For the end, my mind first went to `magic`, which would actually fit based on the length: `itsmagic`.
But that didn't quite feel right to me, so I scrolled through the list of `100` possible flags and saw this chunk:
```
it3lOgkc
it;lOgkc
itslOgkc
it{lOgkc
)t{l~gkc
)tsl~gkc
)t3l~gkc
)t;l~gkc
Itslogkc
It;logkc
It3logkc
It{logkc
```
These look to be saying that the second half is `logic`!
Putting that together you get `itslogic`, which is eight characters, and, most importantly, it fits with the theme of the challenge (implementing hardware logic in C).

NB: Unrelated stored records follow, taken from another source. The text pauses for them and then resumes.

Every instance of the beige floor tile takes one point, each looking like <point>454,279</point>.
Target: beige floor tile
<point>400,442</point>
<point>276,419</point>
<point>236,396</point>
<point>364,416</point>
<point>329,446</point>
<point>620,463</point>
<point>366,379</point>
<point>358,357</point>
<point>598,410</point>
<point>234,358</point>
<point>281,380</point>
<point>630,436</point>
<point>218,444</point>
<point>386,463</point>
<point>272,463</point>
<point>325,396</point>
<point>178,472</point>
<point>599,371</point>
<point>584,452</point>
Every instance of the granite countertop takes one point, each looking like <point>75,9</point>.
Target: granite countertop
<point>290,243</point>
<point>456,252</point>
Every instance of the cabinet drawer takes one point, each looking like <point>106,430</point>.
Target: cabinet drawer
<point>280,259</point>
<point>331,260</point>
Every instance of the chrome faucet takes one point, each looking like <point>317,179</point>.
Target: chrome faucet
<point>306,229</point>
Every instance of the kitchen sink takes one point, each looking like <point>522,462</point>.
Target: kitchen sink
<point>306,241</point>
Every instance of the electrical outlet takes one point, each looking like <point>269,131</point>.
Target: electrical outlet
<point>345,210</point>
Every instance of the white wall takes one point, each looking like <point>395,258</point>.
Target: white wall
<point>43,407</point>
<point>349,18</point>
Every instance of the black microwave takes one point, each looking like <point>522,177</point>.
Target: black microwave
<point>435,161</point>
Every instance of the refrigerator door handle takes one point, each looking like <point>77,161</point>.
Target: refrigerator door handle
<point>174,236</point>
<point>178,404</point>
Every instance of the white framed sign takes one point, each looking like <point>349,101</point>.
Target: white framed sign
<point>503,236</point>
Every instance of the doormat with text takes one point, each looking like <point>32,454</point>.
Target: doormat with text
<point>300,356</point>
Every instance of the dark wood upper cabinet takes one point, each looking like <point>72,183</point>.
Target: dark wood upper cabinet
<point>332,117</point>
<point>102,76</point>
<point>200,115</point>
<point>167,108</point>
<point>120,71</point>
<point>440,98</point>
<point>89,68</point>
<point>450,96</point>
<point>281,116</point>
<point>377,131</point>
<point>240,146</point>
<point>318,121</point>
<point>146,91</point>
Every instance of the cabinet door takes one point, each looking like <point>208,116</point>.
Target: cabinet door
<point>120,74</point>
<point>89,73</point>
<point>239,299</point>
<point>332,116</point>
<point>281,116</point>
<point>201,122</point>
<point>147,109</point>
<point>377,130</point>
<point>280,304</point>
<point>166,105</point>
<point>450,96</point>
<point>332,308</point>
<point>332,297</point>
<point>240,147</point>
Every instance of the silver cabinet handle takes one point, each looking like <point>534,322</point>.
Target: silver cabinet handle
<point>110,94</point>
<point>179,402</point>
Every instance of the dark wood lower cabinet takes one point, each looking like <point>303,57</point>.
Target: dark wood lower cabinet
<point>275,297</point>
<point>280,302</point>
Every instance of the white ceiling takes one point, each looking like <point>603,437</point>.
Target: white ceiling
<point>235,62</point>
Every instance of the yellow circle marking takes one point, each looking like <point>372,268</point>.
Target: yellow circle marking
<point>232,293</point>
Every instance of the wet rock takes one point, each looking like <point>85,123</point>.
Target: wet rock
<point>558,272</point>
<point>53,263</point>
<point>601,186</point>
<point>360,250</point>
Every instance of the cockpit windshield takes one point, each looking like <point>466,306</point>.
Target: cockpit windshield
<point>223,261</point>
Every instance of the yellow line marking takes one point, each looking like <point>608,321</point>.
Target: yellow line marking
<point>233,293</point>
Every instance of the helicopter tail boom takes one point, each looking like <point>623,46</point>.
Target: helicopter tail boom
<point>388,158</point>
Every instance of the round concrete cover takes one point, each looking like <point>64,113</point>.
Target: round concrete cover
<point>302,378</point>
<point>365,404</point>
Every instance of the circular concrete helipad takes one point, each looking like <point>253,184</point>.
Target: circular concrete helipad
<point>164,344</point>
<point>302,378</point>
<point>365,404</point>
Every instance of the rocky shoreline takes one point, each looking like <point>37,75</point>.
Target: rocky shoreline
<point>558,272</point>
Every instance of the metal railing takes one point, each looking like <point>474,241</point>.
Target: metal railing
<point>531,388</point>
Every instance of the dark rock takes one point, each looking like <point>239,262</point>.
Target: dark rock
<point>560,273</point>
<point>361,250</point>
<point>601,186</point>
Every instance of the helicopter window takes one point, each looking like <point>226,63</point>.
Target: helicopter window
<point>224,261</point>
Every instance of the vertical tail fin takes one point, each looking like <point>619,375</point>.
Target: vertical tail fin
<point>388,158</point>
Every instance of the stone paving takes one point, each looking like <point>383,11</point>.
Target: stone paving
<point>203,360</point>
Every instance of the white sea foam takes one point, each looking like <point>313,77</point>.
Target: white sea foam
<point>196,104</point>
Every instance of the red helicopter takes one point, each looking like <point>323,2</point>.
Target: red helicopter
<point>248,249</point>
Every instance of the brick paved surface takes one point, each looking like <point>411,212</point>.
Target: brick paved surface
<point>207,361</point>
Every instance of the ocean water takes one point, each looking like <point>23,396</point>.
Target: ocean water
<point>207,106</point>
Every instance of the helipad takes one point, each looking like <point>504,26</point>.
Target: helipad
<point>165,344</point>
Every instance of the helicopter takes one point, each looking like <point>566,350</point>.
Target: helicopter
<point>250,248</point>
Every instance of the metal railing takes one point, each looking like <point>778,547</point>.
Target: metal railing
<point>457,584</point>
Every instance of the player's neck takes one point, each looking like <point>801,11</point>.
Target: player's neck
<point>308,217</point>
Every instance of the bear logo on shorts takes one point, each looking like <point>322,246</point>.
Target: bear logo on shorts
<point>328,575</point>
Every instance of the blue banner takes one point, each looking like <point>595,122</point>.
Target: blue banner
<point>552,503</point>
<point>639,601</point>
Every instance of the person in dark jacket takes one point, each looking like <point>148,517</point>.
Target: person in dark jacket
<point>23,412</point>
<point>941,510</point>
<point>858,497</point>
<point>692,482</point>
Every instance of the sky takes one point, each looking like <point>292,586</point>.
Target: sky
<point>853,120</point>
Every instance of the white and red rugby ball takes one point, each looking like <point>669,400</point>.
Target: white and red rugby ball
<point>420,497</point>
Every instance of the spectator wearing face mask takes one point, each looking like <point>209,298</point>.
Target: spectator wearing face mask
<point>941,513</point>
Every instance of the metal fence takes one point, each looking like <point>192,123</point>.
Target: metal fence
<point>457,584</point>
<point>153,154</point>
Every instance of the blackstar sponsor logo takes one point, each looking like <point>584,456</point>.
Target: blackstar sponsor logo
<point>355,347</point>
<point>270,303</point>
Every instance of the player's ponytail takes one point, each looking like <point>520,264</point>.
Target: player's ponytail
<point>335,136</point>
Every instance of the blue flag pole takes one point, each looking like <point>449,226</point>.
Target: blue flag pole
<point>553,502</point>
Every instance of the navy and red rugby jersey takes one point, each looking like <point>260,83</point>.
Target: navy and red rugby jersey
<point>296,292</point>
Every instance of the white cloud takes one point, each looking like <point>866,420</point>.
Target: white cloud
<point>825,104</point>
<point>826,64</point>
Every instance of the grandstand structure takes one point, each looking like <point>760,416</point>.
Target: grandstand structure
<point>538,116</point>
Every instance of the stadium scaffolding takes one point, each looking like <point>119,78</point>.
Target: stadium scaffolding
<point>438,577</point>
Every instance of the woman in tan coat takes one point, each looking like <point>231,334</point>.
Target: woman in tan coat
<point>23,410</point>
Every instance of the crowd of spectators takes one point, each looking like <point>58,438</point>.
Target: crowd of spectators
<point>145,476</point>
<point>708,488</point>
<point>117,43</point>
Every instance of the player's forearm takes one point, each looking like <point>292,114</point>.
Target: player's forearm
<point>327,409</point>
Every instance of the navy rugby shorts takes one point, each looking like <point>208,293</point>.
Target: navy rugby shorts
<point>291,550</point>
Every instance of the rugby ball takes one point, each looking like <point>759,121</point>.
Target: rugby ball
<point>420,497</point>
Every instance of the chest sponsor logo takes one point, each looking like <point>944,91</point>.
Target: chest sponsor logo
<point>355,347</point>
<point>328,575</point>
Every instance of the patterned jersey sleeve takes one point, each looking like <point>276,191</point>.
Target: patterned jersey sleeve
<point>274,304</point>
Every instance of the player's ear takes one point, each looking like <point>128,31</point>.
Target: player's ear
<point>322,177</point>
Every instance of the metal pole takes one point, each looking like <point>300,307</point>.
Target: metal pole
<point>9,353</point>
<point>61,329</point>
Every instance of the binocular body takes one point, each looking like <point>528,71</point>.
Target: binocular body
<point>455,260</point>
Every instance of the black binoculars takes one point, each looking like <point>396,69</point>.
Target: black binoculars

I didn't know the capitalization, so first guess I just tried `ptm{itslogic}`, and to my surprise it was correct.
My full solve script is here: [solve.py](./solve.py).
Overall, it was fun for me to try a reversing challenge, and I got to use angr/claripy which was quite fun.
However, it's very annoying when they are multiple possible solves for a reversing challenge, as there's no way to know except to guess.
Although that's not entirely true, as you could generate a ton of solutions and sort by those that have english words in them perhaps.
But hey, mistakes happen (and I've been on the hosting side of things), so I still had a fun time solving the challenge.